I pour coffee from a moka pot into a small cup and head for the shed, thinking about my own micro-Patagonia experiences. I’ve hiked a few forests and mountain trails, none of Patagonia magnitude. but what is most on my mind are all the mini-adventures of walking with my dog, Sam. Certainly the wilds of Patagonia and the suburban streets of Chicago are far from similar, and I don’t mean to connect the two in some absolute. But I do see my walks with Sam, in a small way, as being linked to the spirit of the extreme ways in which some take to the wilderness, including those who walk and hike in the most isolated regions of Argentina and Chile.

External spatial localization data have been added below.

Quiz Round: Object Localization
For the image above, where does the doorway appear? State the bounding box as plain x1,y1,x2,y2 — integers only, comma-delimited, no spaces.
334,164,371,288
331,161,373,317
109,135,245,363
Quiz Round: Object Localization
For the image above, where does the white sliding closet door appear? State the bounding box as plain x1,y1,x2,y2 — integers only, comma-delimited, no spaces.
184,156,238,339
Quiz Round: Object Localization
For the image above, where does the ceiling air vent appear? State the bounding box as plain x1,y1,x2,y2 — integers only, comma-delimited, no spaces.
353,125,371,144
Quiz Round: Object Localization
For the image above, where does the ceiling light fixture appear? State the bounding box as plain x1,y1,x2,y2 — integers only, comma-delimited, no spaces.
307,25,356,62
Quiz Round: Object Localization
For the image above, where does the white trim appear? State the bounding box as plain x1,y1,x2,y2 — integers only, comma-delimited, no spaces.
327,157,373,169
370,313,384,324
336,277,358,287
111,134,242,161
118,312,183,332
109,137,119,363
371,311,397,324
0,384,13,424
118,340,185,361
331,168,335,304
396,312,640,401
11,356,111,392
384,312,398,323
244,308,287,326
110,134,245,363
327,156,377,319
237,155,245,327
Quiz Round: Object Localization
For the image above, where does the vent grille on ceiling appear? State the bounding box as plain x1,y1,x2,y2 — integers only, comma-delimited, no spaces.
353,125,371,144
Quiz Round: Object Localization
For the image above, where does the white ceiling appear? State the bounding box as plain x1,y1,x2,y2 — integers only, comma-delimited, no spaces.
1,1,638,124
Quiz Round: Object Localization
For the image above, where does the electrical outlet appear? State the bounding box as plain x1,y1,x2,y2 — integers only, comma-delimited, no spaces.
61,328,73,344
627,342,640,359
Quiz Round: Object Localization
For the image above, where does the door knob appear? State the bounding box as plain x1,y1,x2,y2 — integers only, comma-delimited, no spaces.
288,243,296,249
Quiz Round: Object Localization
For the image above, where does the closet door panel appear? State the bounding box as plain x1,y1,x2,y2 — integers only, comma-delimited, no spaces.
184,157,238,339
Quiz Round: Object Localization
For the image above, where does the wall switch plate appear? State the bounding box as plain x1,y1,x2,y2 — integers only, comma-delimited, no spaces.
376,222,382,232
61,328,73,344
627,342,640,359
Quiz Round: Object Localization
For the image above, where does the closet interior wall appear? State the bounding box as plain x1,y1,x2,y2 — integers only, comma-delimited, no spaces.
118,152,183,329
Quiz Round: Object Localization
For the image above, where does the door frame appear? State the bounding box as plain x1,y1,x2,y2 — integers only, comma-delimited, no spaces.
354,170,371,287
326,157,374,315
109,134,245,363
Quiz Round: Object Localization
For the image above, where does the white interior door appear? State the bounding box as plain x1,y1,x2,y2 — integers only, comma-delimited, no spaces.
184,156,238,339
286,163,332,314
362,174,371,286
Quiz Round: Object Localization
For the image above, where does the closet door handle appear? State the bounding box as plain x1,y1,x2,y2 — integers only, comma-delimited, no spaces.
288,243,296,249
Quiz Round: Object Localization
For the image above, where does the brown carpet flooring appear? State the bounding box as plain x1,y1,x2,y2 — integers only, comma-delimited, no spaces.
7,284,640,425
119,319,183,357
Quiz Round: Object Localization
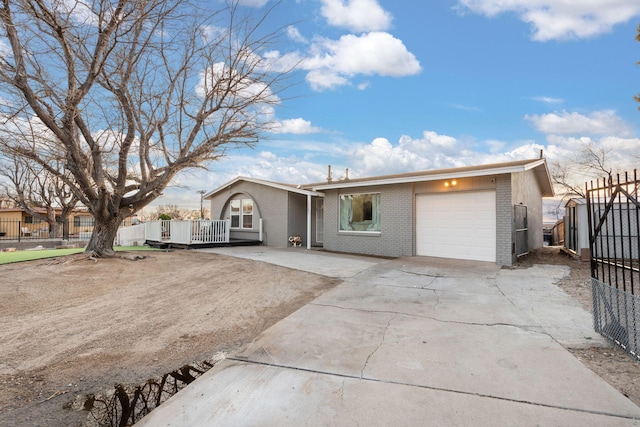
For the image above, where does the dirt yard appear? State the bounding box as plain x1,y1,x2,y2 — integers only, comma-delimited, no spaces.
1,247,640,426
0,250,340,427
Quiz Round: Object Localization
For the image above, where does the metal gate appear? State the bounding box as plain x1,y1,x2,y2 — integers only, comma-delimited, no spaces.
588,170,640,359
514,204,528,257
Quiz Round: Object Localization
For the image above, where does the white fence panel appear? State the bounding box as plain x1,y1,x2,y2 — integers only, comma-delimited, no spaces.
169,221,192,244
116,223,147,246
145,221,162,241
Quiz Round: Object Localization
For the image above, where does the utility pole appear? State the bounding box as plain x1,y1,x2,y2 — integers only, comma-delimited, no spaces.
197,190,206,219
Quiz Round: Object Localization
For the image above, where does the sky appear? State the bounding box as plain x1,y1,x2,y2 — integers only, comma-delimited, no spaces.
148,0,640,214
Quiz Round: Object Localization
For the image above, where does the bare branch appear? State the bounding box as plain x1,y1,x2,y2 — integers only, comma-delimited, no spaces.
0,0,294,255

The shed is warmer now but far from toasty. I wear a thick sweater and a black tossle cap to ward off what’s left of the cold and sit at the desk before the small window that looks out to a line of evergreen trees covered in icy snow. I open my laptop and the file for Walks With Sam, a memoir manuscript of a season of walking. It is on its third draft. It needs more work. And I think now of the hikers in Patagonia, the stories in the catalog, how inspired, despite the ultimate goal of selling product. How do I make my walking story inspired? How can something so simple as walking or hiking with your pet be elevated to an art form?

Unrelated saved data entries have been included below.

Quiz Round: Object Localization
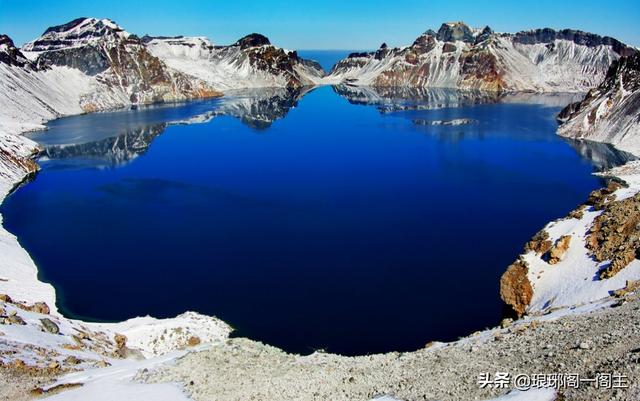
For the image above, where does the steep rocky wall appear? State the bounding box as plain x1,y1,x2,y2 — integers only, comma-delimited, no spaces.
328,22,633,92
558,52,640,155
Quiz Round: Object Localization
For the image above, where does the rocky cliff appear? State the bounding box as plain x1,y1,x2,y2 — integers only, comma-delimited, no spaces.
328,22,634,92
558,52,640,156
142,34,325,90
20,18,221,110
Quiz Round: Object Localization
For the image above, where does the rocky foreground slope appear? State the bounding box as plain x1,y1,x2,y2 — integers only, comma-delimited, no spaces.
328,22,635,92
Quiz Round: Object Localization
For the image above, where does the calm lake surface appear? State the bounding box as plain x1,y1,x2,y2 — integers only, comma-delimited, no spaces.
2,86,634,355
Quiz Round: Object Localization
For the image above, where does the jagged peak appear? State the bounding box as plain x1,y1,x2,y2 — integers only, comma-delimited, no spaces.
22,17,131,52
436,21,475,43
234,33,271,49
0,34,35,68
474,26,494,45
603,51,640,85
0,34,14,47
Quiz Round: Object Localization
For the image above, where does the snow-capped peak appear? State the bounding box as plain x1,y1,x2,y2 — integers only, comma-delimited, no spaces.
0,34,34,68
22,17,131,52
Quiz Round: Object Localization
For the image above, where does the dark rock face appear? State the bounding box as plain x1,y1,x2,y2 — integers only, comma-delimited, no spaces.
42,17,91,35
21,18,221,108
374,43,391,60
436,22,474,43
29,18,144,76
299,58,324,75
234,33,271,49
513,28,636,57
556,101,582,123
411,34,437,53
603,52,640,88
26,18,127,52
37,45,109,75
347,51,373,59
442,43,457,53
474,26,494,44
558,51,640,133
0,34,34,68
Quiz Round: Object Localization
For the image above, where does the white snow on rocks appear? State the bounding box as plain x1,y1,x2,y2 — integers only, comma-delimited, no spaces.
524,206,640,313
327,26,626,92
145,36,324,90
558,53,640,155
494,37,619,92
21,18,131,52
92,312,231,358
0,64,93,135
42,352,194,401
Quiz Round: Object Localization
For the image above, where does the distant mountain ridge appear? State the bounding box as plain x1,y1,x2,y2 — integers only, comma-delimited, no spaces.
327,22,637,92
142,34,324,90
1,17,638,144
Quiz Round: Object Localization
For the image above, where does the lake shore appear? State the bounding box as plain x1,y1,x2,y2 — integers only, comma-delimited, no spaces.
2,92,640,400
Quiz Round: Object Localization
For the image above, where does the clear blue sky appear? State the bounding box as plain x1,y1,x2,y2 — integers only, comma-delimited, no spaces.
1,0,639,50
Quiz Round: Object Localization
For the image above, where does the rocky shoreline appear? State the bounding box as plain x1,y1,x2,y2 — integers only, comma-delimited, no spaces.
2,116,639,401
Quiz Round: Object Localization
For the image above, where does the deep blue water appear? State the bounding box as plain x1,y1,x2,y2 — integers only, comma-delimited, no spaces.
1,86,633,356
297,50,360,72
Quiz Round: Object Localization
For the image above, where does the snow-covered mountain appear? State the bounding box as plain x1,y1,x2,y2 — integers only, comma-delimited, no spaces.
143,34,325,90
328,22,636,92
20,18,221,109
0,18,222,135
0,18,222,198
558,52,640,155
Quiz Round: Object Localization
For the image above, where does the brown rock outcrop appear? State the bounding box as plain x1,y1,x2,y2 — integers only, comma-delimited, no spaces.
585,181,623,210
587,192,640,279
114,333,127,357
500,258,533,317
548,235,572,265
524,230,552,255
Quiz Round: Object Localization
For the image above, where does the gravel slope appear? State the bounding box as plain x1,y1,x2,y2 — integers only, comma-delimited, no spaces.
142,295,640,401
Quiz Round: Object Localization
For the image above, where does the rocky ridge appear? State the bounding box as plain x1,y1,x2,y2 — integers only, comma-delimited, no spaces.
328,22,634,92
143,34,325,90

There are many books that use walking or hiking as a thread to pull together a bigger and bolder theme. Most recently Cheryl Strayed’s Wild. There are the classics like A Walk in the Woods by Bill Bryson, or the beautiful book by Rebecca Solnit, Wanderlust: A History of Walking. We all know about the writings of Thoreau and the many books and stories told about walking the Camino de Santiago in Spain. In these we see that walking can be the foundation of a good, artistic story. But is what I am writing anywhere close? Are my walks with my dog worthy of a manuscript, a larger story?

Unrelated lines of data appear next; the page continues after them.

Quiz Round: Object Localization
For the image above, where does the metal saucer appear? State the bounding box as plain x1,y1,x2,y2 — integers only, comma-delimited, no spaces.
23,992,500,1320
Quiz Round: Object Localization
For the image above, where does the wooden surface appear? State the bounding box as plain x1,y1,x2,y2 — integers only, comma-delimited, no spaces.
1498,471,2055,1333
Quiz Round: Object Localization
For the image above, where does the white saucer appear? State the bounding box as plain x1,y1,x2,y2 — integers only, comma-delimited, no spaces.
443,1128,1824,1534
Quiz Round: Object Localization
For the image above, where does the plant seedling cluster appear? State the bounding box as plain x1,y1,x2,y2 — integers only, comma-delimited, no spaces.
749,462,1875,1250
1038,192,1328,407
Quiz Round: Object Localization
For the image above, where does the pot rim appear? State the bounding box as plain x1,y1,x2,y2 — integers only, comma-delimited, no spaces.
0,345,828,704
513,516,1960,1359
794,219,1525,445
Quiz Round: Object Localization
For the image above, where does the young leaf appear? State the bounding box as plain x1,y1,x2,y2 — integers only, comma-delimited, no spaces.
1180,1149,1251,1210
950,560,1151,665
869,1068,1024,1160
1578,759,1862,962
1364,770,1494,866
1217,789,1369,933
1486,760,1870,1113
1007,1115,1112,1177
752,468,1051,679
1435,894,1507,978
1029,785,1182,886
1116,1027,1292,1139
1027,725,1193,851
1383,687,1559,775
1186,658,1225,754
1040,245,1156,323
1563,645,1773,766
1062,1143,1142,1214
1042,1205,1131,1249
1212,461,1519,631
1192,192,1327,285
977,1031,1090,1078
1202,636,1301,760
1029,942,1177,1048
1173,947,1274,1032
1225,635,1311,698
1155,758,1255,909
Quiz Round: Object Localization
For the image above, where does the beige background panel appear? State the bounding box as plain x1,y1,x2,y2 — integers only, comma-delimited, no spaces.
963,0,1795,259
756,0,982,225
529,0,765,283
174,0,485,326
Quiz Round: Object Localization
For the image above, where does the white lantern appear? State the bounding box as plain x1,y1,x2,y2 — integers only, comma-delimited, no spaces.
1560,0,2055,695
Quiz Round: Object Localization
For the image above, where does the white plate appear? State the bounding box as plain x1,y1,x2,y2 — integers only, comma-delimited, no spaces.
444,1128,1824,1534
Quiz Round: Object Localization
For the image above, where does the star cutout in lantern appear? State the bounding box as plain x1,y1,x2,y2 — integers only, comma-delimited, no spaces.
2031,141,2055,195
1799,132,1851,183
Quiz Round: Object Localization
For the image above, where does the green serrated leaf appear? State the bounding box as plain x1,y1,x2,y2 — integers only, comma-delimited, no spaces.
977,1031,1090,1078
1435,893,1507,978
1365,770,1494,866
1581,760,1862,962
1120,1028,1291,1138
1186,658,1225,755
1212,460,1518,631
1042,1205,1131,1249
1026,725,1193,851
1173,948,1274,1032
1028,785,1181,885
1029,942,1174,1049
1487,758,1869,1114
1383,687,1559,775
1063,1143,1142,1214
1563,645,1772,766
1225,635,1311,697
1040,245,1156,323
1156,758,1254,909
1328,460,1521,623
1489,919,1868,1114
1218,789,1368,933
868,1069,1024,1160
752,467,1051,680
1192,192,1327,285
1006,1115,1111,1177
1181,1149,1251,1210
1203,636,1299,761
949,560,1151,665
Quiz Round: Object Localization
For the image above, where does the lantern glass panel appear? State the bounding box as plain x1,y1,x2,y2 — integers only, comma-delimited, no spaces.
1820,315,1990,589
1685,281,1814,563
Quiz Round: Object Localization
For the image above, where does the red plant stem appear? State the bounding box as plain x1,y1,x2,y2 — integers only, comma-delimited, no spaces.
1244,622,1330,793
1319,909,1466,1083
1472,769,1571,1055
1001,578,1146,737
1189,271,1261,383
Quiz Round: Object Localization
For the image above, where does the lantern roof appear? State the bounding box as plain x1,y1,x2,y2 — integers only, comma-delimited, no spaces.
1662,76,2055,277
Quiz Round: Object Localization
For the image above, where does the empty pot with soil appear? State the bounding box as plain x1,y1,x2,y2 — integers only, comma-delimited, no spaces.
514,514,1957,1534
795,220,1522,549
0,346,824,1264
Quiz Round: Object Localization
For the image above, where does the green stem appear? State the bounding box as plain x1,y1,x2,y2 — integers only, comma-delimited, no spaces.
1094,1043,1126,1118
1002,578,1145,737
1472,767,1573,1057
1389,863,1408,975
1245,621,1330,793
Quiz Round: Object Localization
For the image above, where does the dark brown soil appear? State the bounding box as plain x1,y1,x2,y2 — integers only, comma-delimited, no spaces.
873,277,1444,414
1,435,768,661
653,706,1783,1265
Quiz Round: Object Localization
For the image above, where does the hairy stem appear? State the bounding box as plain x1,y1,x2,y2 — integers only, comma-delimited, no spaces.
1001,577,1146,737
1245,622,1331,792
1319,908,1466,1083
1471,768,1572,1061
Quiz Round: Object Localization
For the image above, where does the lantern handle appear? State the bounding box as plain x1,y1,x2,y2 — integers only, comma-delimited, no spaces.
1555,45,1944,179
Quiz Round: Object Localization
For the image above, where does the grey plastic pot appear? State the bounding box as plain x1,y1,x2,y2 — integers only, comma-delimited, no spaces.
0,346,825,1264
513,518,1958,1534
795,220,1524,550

I read the first few sentences of the prologue. I scroll to a deeper chapter and read a few others. I stop in the middle pages and read one paragraph and then another. I wonder if the chapters should be titled as they are—Walk #1. Walk #2. Is the ending the right tone? Is the bigger theme—one about aging and reassessing one’s life—evident, relatable? Is it clear that my dog is my guide?
I close the file and breath, lean back in the desk chair, and finish the coffee. It is silent in the shed, the snow outside softening all sounds. The quiet feeds my mind. And in a moment the difficult answer to every question reveals itself—I don’t know. I just don’t know if any of this has what it needs. But, even with uncertainty and some doubt, I will press on. It’s what the writer does. He writes his way into something worthy. It may not be there just yet; maybe it needs a more detailed rewrite; maybe it hasn’t yet found its true theme. But still, my walks, and my dog, and my place in time have come together for more than 50,000 words and in those words, somewhere, is something meaningful.
Walking—in spiritual and physical practices, and in Patagonian adventures—is a link between body and soul. My walks with Sam have been just that and maybe now there is a way, through writing, to show how those walks can be something deeper. Maybe there is art in my walks, prose built from shoes and paws on pavement, trails, and grassy earth.
I pull the space heater a little closer under the desk, light a candle, and lean into my laptop. There is work to be done.
2 thoughts on “Walking and the Art of Writing”
Ah, yes, the gloríes of perambulation.
Many years ago, I caught the running bug while living in Boston (at the time the undisputed mecca of the sport.) What I discovered as I made my daily rounds, especially on the trails along the banks of the Charles — and what I’ve found myself missing most in the years since hanging up my running shoes — is how much I enjoyed the simple pleasure of being in touch with the world around me in a way only traveling by foot can provide. There is a level of intimacy, a keen appreciation for subtle changes in terrain, in the slow wheel of one season into the next that make foot travel uniquely suited to rumination, the father of revelation and inspiration.
And there’s one other thought that flows from the discussion. It’s the great lesson of Zen — acceptance of the world as it is in all its imperfections. In this, the humble weed in the crack of the pavement encountered on a walk, can have all the beauty of a rose in full bloom.
Of such moments are essays made.
Many spiritual practices employ walking as way to become closer to the world, ourselves, and whatever god means to us. It is the movement of the angels.